À l’extérieur du poignet alors? Non. Ainsi que Mario le souligne, de nos jours, pouvoir encore exhiber de la peau vierge est aussi rare que précieux.
De nos jours, tout le monde a des tatouages sur les bras, les poignets, les mains... C’est devenu très rare de ne pas avoir de tatouages visibles, et c’est donc quelque chose à préserver pour ne pas ressembler à tout le monde”.
Et c’est un tatoueur qui le dit!
Autre problème: non seulement les tatouages et les piercings n’ont plus rien d’unique, mais même quand on essaie de se distinguer du lot, les réseaux sociaux rendent le processus quasi impossible.
“Originalité” en réseau
C’est un peu l’effet “dauphin sur l’omoplate” des 90s sous stéroïdes : un tatouage un peu unique et original n’a pas plus tôt été encré que l’artiste ou la personne qui vient de (se faire) tatouer le poste sur Instagram à grand renfort de hashtags. Or, quand des dizaines, centaines (voire même milliers dans le cas des followers d’influenceurs) de personnes se disent “Oh tiens, j’adore, c’est original” et le montrent illico à leur tatoueur ou leur pierceur, adieu l’originalité.
Lignes épurées autour de l’épaule, points sur la phalange, bouquet sur l’avant-bras, anneau façon Shiva dans le septum,... Inutile de vous faire un sang d’encre en expliquant à qui veut l’entendre que “Non mais vous vous l’aviez fait avant que tout le monde ne suive le mouvement” : votre acte de rébellion vous donne l’air à peu près aussi unique que l’étaient les hordes d’inconditionnels de la Stan Smith en 2016.
Mais au fond, est-ce vraiment important d’avoir un piercing ou un tatouage “original”? La normalisation des méthodes d’ornementation corporelle a aussi et surtout permis à nombre de personnes qui ne l’auraient peut-être jamais osé de se réapproprier leur corps et d’afficher la couleur.
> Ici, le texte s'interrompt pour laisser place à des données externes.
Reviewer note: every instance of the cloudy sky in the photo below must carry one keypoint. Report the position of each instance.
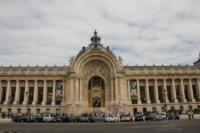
(40, 32)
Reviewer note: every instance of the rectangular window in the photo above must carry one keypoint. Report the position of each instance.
(59, 92)
(133, 91)
(49, 95)
(21, 99)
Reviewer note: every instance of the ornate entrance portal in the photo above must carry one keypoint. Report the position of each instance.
(96, 96)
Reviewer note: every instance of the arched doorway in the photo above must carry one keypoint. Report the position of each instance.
(96, 92)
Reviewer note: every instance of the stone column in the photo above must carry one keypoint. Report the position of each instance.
(63, 92)
(1, 91)
(26, 93)
(44, 101)
(147, 91)
(121, 89)
(156, 95)
(191, 91)
(76, 88)
(17, 93)
(72, 89)
(112, 90)
(81, 89)
(8, 93)
(138, 92)
(174, 91)
(116, 90)
(165, 92)
(35, 95)
(198, 88)
(54, 93)
(129, 95)
(182, 91)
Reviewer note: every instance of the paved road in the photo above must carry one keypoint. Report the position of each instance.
(182, 126)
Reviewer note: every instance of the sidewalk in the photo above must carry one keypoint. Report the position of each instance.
(6, 120)
(185, 117)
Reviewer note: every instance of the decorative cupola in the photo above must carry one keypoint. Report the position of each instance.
(197, 63)
(95, 39)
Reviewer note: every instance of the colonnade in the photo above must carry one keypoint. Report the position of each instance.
(181, 87)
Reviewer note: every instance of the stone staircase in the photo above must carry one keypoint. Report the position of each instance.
(95, 110)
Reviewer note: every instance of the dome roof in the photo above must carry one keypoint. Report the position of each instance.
(95, 45)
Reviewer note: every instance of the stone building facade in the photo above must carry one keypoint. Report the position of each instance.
(96, 80)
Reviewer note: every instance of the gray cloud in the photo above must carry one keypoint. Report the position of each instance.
(142, 32)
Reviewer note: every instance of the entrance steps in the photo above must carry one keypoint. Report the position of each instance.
(96, 110)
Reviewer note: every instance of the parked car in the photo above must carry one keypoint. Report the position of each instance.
(164, 116)
(48, 118)
(18, 118)
(150, 116)
(125, 118)
(111, 119)
(30, 118)
(84, 118)
(138, 116)
(38, 118)
(158, 117)
(65, 118)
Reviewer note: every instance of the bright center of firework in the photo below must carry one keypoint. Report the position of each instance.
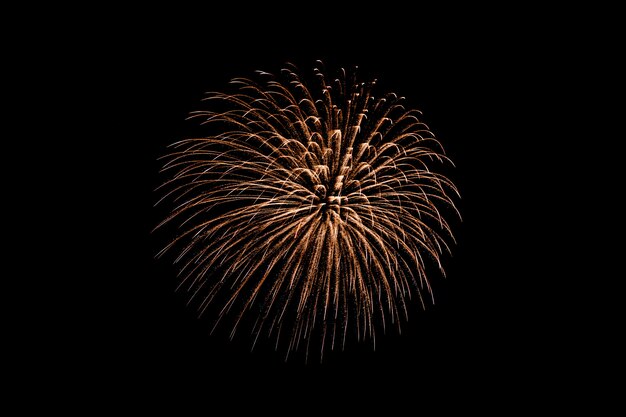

Si certain·e·s choisissent leurs piercings ou tatouages sur des critères purement tendance ou esthétiques et le revendiquent, pour d’autres, qu’importe si le motif choisi est vu et revu, il comporte pour eux une signification particulière.
Certes, rien ne ressemble plus à un tatouage d’envol d’oiseaux qu’un autre tatouage d’envol d’oiseaux, mais les significations qui leur sont associées, elles, sont aussi diverses qu’il y a de personnes tatouées. Et puis surtout, même si les tatouages ne sont plus vraiment rebelles et les piercings, plus trop punk non plus, ils restent un acte de rébellion quand même : faire le choix de se foutre des tendances pour se sentir bien dans sa peau. Avec ou sans encre et métal.